Лица матерей, жен, детей.
Где же она, эта несравненная жизнь в Англии, о которой твердили им на уроках перевоспитания? Где это счастье? «Неоконченная фантасмагория»,— пробормотал кто-то и, оглядевшись, стал стучать в дверь английским кольцом и звать негромко: «Надя, Надя!»
Этим стуком в дверь и начнется следующая глава нашего повествования. Повествования об этом русском, очутившемся в Лондоне, о его жене и их любви, но также и о других русских, появившихся в Лондоне задолго, за много лет до них. Все это были «перемещенные» лица. В то же время наша история не только о них, но и о тех обитателях Лондона, которых утром, подобно сардинам в жестяных коробках, поезда отвозят в Лондон на работу, а вечером, повернутыми к Лондону спиной, везут обратно. О нем, этом гигантском городе, чьи объятия оказались смертоносными для стольких мужчин и женщин, главным образом, и пойдет наш рассказ, о нем, с немым равнодушием грандиозного Сфинкса взиравшего на всех этих людей, которые задавали один и тот же вопрос: «Где оно, обещанное счастье? - И какой смысл во всем этом столпотворении четырех, восьми и четырнадцати миллионов незнакомых друг другу людей?»
НА ХОЛМЕ ВЕТРЯНЫХ МЕЛЬНИЦ
Как только это взгорье, где раньше были ветряные мельницы, в окрестностях Лондона замело снегом, замолкло тут и стрекотание газонокосилок — вообще-то они в Англии стучат как сердце, не умолкая круглый год. И в Милл-Хилле установилась полная тишина.
Никому не было дела в этой тишине до жизни чужеземной пары. А между тем из маленького домика по-прежнему каждое утро выходил мужчина высокого роста, в шинели, подбитой каким-то диковинным мехом, какого не было в Англии. Долгими часами ходил он, мерил шагами взгорье, где некогда стояли ветряные мельницы, и что-то читал, бормоча про себя. Редкие прохожие, попадавшиеся на дорогах за аэродромом, оборачивались ему вслед. И тоже что-то шептали. «Этот сумасшедший поляк». «That silly Pole». Англичане берегут свое зрение и все поголовно носят очки, на улице никто не читает, отчего читающий на ходу человек сразу бросается в глаза. Этот мелкий штрих, связанный с «поляком», всеми обсуждался.

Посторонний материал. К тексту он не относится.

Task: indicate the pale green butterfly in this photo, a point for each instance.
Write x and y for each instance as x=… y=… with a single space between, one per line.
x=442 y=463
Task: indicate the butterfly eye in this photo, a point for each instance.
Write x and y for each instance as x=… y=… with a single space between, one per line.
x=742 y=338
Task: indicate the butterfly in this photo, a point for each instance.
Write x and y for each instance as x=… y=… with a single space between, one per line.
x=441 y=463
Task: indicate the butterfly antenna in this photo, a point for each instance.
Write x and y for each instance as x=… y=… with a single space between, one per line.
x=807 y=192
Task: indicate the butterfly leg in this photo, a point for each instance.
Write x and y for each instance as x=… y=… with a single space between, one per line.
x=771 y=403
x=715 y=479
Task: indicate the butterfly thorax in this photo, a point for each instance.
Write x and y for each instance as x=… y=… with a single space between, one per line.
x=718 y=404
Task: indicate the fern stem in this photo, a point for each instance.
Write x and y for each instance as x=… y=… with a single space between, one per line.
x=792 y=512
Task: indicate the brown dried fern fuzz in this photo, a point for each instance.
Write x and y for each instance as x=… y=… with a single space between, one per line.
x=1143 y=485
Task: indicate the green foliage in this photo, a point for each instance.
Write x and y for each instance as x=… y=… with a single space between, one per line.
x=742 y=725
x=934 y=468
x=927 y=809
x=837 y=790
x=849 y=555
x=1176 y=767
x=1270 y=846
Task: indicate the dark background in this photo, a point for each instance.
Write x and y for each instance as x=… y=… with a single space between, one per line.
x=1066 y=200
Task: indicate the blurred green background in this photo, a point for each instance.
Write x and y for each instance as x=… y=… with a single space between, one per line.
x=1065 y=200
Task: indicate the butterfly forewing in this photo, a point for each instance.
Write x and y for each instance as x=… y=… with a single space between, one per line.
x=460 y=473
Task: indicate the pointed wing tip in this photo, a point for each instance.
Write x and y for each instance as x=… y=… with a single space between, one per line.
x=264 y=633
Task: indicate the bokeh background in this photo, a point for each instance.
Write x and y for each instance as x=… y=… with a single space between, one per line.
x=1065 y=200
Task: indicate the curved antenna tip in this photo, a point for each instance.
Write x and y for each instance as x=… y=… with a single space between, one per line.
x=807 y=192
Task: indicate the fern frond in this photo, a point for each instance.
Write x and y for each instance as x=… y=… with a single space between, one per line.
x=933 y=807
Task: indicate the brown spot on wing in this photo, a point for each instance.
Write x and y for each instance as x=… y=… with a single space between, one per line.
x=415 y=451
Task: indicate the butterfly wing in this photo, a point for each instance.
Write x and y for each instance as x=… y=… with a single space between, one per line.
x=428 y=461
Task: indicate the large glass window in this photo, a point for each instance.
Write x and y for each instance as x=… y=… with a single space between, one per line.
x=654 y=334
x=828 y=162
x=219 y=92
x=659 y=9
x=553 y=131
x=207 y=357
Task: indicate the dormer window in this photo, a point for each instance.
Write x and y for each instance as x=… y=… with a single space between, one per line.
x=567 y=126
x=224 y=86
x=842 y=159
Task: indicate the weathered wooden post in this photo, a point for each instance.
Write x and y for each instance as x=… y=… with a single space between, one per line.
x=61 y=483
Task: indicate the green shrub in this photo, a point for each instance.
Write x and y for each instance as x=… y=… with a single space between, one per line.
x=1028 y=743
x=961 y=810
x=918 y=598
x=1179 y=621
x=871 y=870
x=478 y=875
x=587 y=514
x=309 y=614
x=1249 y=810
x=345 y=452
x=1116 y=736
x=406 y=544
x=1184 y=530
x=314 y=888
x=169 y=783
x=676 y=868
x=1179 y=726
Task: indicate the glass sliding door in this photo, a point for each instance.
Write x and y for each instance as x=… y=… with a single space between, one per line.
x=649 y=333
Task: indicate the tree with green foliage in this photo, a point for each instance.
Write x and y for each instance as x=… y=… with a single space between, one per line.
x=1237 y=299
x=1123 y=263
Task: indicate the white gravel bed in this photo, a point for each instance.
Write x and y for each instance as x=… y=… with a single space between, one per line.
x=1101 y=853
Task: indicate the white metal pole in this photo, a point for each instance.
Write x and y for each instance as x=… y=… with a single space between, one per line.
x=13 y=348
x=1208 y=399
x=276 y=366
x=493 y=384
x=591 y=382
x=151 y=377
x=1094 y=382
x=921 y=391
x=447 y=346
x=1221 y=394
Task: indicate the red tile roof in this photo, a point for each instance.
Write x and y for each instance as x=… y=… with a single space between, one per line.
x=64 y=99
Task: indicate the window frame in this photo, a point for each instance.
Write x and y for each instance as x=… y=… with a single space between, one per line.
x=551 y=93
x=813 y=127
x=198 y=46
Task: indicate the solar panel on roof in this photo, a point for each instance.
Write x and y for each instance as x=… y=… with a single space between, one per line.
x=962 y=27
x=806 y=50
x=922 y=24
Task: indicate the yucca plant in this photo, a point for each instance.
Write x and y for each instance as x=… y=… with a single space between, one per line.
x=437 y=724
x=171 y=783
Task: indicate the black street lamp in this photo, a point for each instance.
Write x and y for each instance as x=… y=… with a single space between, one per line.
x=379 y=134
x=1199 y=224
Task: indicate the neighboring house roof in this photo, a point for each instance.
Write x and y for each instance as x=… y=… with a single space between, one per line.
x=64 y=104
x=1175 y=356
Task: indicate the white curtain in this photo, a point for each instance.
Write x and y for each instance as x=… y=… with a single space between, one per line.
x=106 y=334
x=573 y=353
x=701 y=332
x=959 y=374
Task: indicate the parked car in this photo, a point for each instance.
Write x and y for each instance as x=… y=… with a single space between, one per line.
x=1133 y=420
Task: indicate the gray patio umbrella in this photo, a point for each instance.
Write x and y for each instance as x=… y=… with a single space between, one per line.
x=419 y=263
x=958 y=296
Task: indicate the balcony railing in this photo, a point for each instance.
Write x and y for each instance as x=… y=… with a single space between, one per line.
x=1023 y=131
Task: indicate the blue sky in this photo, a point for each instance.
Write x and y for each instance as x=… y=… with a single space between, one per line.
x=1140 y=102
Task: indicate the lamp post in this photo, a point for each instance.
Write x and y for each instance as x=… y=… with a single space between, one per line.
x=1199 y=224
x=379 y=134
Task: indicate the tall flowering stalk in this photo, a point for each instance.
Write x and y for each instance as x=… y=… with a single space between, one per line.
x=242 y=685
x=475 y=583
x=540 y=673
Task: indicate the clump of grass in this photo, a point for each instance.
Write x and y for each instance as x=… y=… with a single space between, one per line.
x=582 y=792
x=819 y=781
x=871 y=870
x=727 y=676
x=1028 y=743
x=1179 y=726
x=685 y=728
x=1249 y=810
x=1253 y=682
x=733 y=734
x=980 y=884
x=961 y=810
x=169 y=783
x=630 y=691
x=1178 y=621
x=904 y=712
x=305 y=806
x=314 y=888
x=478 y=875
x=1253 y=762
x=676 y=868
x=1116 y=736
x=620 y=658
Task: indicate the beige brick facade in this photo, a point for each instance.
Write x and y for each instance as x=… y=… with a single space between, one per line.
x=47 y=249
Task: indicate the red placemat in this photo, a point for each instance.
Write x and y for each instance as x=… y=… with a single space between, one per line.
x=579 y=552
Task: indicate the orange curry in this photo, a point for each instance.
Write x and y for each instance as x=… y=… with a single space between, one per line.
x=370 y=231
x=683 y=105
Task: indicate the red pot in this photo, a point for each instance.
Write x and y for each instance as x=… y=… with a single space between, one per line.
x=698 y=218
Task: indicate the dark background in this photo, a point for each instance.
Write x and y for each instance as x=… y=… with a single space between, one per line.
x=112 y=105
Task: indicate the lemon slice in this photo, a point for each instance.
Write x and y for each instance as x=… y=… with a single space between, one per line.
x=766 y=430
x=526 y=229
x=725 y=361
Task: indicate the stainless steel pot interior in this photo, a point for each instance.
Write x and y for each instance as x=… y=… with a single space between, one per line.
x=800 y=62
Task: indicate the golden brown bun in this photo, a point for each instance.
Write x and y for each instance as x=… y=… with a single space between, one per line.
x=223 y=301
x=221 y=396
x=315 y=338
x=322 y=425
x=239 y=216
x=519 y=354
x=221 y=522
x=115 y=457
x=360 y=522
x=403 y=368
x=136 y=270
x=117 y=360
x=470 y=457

И точно так же в определенный час из дома в тупичке, закутанная очень красиво в меха, выходила женщина, блондинка, нагруженная коробками, и отправлялась на железнодорожную станцию. Вечером она возвращалась всегда в одно и то же время. (В окне второго этажа, в доме между двумя дубами тогда загорался свет.) Но и об этом никто не вспоминал бы в Милл-Хилле, если бы здесь не было бакалейщика, мясника и зеленщика.
Местные жители редко сами ходят к зеленщику, мяснику или бакалейщику, а заказывают все необходимое по телефону. И все это им привозят домой. Меж тем иностранцы по дороге на станцию часто заходили к зеленщику, бакалейщику или к мяснику, покупали нужные продукты перед поездкой в Лондон и относили их домой. Мясо они не покупали, впрочем, с мясом были перебои. Они покупали сосиски, которые привозили один раз в неделю. Затем они заходили к бакалейщику, где брали хлеб, и к зеленщику за неизменным кочаном капусты, припорошенным снежком. (Иной раз и промерзлым.)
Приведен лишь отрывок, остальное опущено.